Setting up the PREROUTING chain
Sometimes, we want to forward an incoming connection from the gateway to a LAN machine. To do this, we use the fw-open chain defined above, as well as the PREROUTING chain in the nat table
I will give two simple examples: First, we want to forward all incoming SSH connections (port 22) to the ssh server in the machine 192.168.0.5:
# iptables -A fw-open -d 192.168.0.5 -p tcp --dport 22 -j ACCEPT # iptables -t nat -A PREROUTING -i ppp0 -p tcp --dport 22 -j DNAT --to 192.168.0.5
The second example will show you how to forward packets to a different port than the incoming port. We want to forward any incoming connection on port 8000 to our web server on 192.168.0.6, port 80:
# iptables -A fw-open -d 192.168.0.6 -p tcp --dport 80 -j ACCEPT # iptables -t nat -A PREROUTING -i ppp0 -p tcp --dport 8000 -j DNAT --to 192.168.0.6:80
The same setup also works with udp packets.
Saving the rules
Like above, we have to save the rules. Only this time, we have to enable IP forwarding in /etc/conf.d/iptables:
# Configuration for iptables rules IPTABLES=/usr/sbin/iptables IPTABLES_CONF=/etc/iptables/iptables.rules IPTABLES_FORWARD=1 # enable IP forwarding!!!
Save the rules
# /etc/rc.d/iptables save
and make sure your rules are loaded when you boot
DAEMONS=(... iptables ...)
Working with knockd
knockd is a port knocking daemon that can provide an added layer of security to your network. The knockd wiki provides three example port knocking configurations. These configs can be easily altered to intergrate properly with firewall described here. You should simply substitue the INPUT chain specification, with the custom open chain used in the firewall.
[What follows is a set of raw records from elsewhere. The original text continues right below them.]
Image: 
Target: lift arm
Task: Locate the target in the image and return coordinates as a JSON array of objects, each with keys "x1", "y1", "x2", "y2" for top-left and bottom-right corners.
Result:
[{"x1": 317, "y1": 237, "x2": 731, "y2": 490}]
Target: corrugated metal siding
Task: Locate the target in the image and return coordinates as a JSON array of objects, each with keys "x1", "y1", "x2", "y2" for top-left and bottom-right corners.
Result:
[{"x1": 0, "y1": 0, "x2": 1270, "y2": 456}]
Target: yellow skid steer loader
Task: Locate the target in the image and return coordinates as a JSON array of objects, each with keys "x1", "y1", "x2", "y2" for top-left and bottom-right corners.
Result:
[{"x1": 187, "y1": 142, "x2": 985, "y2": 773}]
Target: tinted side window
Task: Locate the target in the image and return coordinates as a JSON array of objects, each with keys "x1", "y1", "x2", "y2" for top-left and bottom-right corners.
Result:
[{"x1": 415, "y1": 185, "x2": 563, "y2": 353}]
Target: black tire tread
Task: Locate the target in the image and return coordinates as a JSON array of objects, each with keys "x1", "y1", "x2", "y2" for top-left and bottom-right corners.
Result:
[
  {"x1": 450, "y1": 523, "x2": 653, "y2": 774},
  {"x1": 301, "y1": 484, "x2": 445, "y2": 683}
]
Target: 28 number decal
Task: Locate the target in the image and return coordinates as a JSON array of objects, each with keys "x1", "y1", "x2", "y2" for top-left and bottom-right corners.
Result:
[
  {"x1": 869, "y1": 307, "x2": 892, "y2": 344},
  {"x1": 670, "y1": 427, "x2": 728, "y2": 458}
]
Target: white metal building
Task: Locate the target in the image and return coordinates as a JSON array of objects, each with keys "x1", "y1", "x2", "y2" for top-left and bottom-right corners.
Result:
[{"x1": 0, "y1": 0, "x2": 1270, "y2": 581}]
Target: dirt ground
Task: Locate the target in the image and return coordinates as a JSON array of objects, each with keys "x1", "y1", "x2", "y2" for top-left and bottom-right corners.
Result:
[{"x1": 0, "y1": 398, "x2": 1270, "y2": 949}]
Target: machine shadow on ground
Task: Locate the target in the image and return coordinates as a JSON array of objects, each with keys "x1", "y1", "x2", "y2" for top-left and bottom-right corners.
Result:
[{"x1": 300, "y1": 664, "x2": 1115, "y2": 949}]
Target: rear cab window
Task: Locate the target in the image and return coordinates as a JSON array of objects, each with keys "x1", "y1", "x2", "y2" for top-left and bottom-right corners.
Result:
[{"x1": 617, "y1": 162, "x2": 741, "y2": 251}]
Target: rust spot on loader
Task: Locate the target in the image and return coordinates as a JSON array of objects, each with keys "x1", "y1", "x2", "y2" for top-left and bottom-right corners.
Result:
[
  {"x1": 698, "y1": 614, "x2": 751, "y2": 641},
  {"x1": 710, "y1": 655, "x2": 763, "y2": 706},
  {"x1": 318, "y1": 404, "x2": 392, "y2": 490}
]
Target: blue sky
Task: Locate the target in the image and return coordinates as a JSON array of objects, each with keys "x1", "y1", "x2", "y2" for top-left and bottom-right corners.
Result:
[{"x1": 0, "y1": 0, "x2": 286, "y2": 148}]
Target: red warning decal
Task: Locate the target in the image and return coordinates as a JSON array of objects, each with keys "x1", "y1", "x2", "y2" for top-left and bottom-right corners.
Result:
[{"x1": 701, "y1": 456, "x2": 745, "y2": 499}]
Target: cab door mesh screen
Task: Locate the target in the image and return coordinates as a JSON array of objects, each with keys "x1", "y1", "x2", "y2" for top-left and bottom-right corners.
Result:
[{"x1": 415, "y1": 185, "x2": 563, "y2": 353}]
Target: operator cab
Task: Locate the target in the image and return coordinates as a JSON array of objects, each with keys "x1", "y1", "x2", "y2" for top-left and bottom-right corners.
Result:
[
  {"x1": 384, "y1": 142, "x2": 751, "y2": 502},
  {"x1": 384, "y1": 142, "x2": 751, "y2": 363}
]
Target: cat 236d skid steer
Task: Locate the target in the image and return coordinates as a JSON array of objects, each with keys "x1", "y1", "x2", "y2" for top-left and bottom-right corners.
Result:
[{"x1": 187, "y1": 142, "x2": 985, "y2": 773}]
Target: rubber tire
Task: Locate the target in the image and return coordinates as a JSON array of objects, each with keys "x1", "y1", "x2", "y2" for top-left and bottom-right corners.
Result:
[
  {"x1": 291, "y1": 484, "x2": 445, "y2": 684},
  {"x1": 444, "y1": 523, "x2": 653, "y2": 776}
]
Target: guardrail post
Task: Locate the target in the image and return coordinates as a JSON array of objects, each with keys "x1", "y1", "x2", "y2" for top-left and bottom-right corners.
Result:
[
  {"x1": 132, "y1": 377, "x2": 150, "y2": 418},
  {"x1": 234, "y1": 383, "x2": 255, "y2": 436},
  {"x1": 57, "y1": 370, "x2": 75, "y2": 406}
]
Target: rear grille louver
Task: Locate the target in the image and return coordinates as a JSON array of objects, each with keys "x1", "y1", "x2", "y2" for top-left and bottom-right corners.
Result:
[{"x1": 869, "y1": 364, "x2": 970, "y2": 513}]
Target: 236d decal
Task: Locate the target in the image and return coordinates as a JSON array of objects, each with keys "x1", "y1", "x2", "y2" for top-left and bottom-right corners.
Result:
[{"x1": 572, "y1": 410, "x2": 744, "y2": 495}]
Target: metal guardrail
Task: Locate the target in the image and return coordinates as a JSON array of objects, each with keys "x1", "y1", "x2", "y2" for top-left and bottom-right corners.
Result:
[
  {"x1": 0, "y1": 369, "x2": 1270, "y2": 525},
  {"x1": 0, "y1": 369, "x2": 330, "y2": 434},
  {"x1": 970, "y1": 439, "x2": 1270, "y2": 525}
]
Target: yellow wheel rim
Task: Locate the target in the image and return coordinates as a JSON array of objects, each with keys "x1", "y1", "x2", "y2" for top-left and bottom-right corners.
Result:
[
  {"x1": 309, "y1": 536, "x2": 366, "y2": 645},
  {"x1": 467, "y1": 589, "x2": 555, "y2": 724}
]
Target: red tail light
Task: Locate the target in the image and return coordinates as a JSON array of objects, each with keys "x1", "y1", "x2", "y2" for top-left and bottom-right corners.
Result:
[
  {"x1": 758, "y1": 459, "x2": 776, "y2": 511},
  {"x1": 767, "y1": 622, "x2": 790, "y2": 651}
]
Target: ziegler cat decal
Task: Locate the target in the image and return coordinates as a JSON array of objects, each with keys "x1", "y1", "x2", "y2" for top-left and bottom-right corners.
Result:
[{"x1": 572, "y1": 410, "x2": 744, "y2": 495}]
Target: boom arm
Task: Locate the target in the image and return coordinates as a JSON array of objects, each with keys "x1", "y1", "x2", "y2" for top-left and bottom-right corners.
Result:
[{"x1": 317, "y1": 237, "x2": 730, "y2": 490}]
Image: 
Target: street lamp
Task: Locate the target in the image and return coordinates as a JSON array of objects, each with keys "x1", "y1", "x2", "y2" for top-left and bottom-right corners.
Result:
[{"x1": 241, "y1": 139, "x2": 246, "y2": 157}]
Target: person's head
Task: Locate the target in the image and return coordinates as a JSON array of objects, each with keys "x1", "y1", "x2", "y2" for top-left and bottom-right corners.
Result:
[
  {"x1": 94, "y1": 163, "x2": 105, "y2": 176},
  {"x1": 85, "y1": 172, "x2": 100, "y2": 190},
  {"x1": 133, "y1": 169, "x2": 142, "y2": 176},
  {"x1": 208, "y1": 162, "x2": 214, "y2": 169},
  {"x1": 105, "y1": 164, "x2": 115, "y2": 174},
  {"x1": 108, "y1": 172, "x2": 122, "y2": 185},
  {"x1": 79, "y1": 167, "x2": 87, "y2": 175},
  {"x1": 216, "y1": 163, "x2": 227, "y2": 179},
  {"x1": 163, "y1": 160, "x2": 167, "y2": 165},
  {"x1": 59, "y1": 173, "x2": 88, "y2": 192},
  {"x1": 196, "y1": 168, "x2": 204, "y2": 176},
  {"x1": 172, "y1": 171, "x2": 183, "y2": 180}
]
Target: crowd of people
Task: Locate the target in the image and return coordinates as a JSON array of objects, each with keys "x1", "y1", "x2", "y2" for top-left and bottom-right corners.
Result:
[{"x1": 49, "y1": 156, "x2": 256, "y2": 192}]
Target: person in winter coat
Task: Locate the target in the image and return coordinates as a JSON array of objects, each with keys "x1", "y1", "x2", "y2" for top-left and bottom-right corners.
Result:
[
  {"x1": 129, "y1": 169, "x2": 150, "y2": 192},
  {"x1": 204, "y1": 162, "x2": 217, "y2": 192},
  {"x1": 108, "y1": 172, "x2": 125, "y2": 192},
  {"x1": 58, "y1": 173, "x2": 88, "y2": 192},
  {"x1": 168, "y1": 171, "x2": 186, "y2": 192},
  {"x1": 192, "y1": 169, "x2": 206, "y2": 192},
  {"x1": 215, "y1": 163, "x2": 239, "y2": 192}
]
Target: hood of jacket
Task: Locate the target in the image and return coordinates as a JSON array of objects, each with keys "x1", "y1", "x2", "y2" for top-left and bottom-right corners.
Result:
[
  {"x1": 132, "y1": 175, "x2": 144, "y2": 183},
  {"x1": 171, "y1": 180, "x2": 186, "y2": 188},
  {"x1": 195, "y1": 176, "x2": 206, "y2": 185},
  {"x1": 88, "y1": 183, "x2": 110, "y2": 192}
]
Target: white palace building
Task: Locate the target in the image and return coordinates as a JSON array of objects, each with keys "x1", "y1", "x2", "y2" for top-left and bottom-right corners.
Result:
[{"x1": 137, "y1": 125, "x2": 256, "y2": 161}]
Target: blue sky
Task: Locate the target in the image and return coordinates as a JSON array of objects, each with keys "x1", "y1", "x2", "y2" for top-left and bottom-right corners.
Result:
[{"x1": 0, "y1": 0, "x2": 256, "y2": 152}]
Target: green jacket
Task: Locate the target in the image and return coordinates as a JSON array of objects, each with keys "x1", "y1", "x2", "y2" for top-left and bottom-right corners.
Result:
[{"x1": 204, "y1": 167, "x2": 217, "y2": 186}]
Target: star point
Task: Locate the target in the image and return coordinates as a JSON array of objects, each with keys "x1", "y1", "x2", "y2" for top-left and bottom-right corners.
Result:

[options] logfile = /var/log/knockd.log [opencloseSSH] sequence = 2222:udp,3333:tcp,4444:udp seq_timeout = 15 tcpflags = syn,ack start_command = /usr/sbin/iptables -A open -s %IP% -p tcp --syn --dport 22 -j ACCEPT cmd_timeout = 10 stop_command = /usr/sbin/iptables -D open -s %IP% -p tcp --syn --dport 22 -j ACCEPT
It is wise to randomly select the ports that you use for the knock sequence. Random.org [link] can help you generate a selection of ports between 1 and 65535. Once you have selected your port range check that you haven't inadvertantly selected a commonly used port; this port database can help you check.